P18-3 The Impact of Trajectories of Head and Source Movements on Perceived Externalization of a Frontal Sound SourceSong Li, Leibniz Universität Hannover - Hannover, Germany; Jiaxiang E, Leibniz Universität Hannover - Hannover, Germany; Roman Schlieper, Leibniz Universität Hannover - Hannover, Germany; Jürgen Peissig, Leibniz Universität Hannover - Hannover, Germany
Two listening experiments were performed to investigate the influence of different trajectories of head and source movements on perceived externalization of a frontal sound source. In the first listening test, virtual moving sound sources with seven various trajectories were presented over headphones, while subjects’ heads remained stationary. In the second test, subjects were asked to rotate their heads on three predefined trajectories coupled with real-time binaural rendering, while the simulated virtual sound source was kept stationary. After each presentation, subjects should rate the degree of perceived externalization. Results suggested that large head and source movements can improve perceived externalization, except source movements in the front/back direction. In addition, small source or head movements do not have the influence on externalization.

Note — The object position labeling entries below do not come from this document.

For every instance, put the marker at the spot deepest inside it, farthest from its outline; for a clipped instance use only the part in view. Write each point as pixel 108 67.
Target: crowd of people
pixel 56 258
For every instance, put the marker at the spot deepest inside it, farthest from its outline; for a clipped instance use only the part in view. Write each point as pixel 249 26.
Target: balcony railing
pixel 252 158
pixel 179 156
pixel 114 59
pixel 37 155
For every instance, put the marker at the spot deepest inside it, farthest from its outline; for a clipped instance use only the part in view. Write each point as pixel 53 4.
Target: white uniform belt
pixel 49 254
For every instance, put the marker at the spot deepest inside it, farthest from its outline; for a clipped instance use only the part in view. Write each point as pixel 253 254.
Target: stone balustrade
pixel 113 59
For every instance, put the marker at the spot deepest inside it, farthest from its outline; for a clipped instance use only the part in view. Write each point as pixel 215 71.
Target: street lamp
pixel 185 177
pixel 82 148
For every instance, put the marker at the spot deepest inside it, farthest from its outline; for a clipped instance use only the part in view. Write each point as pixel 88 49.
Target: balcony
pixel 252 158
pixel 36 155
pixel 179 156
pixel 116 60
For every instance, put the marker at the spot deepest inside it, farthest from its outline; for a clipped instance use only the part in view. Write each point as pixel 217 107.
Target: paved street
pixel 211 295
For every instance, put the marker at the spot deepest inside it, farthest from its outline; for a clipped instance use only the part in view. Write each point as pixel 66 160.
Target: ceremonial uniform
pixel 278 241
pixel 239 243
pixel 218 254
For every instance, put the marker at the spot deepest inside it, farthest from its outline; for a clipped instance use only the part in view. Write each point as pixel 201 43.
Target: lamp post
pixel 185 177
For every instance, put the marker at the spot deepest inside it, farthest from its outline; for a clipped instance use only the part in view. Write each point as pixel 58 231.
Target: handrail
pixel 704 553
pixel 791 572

Convention Paper 9988 (Purchase now)

P18-4 Evaluation of Binaural Renderers: Externalization, Front/Back and Up/Down ConfusionsGregory Reardon, New York University - New York, NY, USA; Gabriel Zalles, New York University - New York, NY, USA; Andrea Genovese, New York University - New York, NY, USA; Patrick Flanagan, THX Ltd. - San Francisco, CA, USA; Agnieszka Roginska, New York University - New York, NY, USA
Binaural renderers can be used to reproduce dynamic spatial audio over headphones and deliver immersive audio content. Six commercially available binaural renderers with different rendering methodologies were evaluated in a multi-phase subjective study. This paper presents and discusses the testing methodology, evaluation criteria, and main findings of the externalization, front/back discrimination and up/down discrimination tasks that are part of the first phase. Statistical analysis over a large number of subjects revealed that the choice of renderer has a significant effect on all three dependent measures. Further, ratings of perceived externalization for the renderers were found to be content-specific, while renderer reversal rates were much more robust to different stimuli.